Two Himalayan states. Nearly the same terrain, demography, and area. One chose classrooms, roads, orchards, and hydropower. The other chose hartals, curfews, and endless symbolism. The result today: Himachal Pradesh, with fewer natural resources, is literate, road-linked, and revenue-stable. Kashmir, with all its blessings, still wanders in circles of waste, victimhood and nonsense.
Comparative Snapshot – Himachal vs. Kashmir
| Step | Decade | Himachal Pradesh (Built) | Jammu & Kashmir (Burned) |
|---|---|---|---|
| 1 | 1980s | Literacy drive: rose from approx. 42 percent (1981) to approx. 64 percent (1991). Education became state obsession. | Rising unrest, street agitations; 1989 insurgency halted governance. |
| 2 | 1990s | Roads expanded; hydropower ramped; apple cultivation scaled; schools functional. | Hartal calendars: 198 strike days (1990), 148 (1992), 139 (1993). Schools shut, projects stalled. |
| 3 | 2000s | Literacy reached 82.8 percent (2011); hydropower became backbone; tourism boomed. | Militancy hangover; governance paralyzed; literacy only 67.2 percent by 2011. |
| 4 | 2010s | Near-universal schooling; 88 percent villages road-linked; orchard economy professionalized. | Shutdowns, curfews, symbolic politics; cold-chain, flood safety ignored. |
| 5 | 2020s | Claimed “fully literate” in 2025; apples & tourism rebound despite disasters. | No valley-wide cold-chain, no flood buffers, no school-day protection; energy wasted on hashtags. |
Decade-by-Decade Story
1980s
Himachal builds: Primary schooling push and literacy surge set in motion; by 1991 HP touched roughly 64 percent literacy (from roughly 42 percent in 1981).
Kashmir burns time: Rising street agitations and political volatility culminate in the 1989 insurgency – state capacity begins its long retreat.
1990s
Himachal builds: A decade of roads, schools, and hydropower ramp-up – HP leans into its rivers; apple horticulture scales steadily.
Kashmir burns time: Hartals eat the calendar – 198 strike days in 1990, 148 in 1992, 139 in 1993 – paralyzing public works, schooling, and commerce.
2000s
Himachal builds: Literacy crosses 82.8 percent by 2011; roads push deeper into valleys; hydropower becomes fiscal backbone; tourism scales up.
Kashmir burns time: Militancy’s long tail keeps investment risk high; governance bandwidth diverted to law-and-order; by 2011 J&K literacy lags at roughly 67.2 percent.
2010s
Himachal builds: Near-universal schooling; aggressive PMGSY penetration; 88 percent villages road-linked. Horticulture professionalizes; tourism peaks pre-COVID.
Kashmir burns time: Stop-start politics, repeated shutdowns and curfews neuter continuity in projects; conflict costs pile up in lost school days.
2020s (to date)
Himachal builds: Despite floods/landslides, apples, hydropower and tourism keep bouncing back; “fully literate” milestone claimed in 2025.

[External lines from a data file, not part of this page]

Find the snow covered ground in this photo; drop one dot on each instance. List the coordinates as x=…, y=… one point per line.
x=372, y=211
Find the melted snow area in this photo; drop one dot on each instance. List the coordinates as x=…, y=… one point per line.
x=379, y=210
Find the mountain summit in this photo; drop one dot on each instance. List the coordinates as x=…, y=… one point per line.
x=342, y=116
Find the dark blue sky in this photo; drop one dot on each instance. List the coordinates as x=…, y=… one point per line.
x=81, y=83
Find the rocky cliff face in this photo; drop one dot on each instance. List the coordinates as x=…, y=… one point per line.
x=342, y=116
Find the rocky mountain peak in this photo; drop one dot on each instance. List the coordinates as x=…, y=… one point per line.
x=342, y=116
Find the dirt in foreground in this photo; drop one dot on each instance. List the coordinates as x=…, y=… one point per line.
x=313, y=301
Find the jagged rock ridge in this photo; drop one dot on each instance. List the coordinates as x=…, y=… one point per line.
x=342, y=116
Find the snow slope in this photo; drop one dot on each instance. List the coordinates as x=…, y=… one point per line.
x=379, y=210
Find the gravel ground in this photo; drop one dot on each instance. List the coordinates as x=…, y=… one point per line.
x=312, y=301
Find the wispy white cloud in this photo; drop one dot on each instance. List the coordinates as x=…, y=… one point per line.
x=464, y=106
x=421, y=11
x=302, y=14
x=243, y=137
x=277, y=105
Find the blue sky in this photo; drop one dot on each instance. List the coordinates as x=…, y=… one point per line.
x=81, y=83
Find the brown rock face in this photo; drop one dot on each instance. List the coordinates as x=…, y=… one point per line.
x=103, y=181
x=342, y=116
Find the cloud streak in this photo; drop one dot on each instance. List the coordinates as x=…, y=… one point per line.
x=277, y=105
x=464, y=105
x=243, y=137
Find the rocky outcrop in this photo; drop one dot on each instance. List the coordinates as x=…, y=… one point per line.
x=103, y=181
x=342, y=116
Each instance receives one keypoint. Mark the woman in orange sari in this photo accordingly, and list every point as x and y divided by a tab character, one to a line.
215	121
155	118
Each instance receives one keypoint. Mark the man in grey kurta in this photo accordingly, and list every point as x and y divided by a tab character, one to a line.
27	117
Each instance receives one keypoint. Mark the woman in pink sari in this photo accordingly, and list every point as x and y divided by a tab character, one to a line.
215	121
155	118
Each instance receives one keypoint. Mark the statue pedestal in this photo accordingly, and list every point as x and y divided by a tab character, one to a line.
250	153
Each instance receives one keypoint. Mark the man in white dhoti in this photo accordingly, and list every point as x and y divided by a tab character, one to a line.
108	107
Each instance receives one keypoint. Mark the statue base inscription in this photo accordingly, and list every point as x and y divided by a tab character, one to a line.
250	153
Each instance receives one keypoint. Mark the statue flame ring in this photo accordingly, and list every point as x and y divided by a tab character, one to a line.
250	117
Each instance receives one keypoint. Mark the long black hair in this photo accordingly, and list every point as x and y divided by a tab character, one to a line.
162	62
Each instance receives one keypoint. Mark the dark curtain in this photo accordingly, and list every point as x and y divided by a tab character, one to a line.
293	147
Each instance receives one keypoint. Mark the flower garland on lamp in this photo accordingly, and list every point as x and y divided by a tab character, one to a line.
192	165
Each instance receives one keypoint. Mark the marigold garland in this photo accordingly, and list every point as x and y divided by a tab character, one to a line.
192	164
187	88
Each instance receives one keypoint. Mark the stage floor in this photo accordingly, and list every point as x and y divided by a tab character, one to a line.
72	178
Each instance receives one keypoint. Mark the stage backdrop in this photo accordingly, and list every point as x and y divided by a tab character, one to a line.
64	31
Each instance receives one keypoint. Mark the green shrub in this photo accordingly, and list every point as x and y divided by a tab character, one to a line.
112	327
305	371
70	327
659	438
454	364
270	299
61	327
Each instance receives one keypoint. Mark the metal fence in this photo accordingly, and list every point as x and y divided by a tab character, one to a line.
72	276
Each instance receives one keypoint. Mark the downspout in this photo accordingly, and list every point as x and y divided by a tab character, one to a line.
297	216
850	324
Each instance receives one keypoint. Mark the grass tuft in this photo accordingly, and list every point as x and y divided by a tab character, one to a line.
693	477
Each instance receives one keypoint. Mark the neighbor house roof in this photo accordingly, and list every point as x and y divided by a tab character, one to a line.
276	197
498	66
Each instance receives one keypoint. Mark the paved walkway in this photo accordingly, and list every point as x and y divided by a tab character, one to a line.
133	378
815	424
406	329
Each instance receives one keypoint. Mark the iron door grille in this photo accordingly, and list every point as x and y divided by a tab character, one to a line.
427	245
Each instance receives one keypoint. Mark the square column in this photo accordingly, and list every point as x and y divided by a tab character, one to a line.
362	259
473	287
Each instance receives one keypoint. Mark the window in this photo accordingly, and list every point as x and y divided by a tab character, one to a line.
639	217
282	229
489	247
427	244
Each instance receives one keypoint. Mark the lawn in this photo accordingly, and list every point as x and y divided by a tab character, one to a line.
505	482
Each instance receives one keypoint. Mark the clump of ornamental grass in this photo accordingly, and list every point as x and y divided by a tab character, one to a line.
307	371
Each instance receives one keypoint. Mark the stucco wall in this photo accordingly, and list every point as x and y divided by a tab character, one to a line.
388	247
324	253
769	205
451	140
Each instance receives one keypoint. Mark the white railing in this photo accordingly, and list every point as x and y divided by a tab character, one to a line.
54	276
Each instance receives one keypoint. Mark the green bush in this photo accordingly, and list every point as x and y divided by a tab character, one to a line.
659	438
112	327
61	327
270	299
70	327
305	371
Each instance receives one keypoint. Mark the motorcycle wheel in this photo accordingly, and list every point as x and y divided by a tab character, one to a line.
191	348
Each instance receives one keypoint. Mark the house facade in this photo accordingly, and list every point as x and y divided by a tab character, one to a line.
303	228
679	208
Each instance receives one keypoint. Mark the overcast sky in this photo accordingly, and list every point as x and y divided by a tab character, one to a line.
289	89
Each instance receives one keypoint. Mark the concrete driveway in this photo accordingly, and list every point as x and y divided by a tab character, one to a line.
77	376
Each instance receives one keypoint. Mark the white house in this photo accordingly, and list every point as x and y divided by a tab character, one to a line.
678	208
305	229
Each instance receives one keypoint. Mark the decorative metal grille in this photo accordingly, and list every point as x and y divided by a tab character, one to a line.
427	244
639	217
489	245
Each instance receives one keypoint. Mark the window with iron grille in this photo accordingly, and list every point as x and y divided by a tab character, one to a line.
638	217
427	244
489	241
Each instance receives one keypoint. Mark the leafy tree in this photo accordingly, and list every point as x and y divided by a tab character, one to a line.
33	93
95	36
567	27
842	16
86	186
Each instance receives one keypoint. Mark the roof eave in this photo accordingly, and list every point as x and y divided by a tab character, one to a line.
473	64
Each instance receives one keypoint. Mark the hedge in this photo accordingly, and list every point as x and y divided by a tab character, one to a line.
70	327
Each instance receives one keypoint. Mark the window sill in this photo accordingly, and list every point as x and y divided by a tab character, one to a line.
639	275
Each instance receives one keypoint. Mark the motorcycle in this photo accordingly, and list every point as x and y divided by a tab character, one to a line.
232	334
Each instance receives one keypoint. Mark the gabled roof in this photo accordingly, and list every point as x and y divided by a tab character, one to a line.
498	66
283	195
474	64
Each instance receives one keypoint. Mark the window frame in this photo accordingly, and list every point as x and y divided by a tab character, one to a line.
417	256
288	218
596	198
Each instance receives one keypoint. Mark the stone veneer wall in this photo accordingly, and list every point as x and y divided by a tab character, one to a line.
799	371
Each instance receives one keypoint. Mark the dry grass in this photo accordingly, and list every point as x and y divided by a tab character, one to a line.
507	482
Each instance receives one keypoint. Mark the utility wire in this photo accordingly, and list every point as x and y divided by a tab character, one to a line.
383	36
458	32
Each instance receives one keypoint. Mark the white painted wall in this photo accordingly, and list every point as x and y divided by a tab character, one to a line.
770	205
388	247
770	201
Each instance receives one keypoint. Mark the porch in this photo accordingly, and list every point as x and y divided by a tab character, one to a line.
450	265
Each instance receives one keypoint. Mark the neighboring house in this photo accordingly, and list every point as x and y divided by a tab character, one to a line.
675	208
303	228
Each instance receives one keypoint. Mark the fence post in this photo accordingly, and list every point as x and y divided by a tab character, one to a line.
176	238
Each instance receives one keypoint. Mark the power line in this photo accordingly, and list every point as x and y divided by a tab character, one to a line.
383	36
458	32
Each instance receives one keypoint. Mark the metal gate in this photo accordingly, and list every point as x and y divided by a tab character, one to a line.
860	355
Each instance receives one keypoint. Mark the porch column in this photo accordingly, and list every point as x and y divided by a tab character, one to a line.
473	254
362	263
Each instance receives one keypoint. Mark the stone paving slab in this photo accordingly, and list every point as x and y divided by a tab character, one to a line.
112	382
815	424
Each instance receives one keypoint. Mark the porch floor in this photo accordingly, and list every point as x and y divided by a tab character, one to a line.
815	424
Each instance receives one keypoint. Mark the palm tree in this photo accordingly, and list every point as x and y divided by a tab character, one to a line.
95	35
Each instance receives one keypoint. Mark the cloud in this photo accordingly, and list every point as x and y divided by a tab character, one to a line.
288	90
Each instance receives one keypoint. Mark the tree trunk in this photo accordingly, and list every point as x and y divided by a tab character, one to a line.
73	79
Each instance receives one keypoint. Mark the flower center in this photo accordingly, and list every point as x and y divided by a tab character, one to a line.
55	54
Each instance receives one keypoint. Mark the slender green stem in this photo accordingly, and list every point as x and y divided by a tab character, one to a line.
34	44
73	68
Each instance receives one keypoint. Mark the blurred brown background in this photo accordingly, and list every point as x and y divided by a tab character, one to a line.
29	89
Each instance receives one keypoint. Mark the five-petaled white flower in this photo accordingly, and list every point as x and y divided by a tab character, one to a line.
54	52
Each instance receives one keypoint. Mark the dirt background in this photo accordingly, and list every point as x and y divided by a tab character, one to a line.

Kashmir burns time: Endless energy on symbolism and street theatre; precious little on orchard logistics, cold-chain, flood safety, or all-weather connectivity.
The Scorecard Kashmir Should Have Matched
- Literacy: HP rose from roughly 8 percent post-Independence to roughly 99 percent by 2025; J&K still trails.
- Hydropower: HP harnessed roughly 10.5 GW; Kashmir’s potential still lies untapped.
- Roads: HP has 88 percent villages road-connected; Kashmir still struggles with linkages.
- Orchards: HP expanded apples to 115,000+ ha; Kashmir never created robust cold-chain.
- Tourism: HP monetized its landscape; Kashmir’s is held hostage to instability.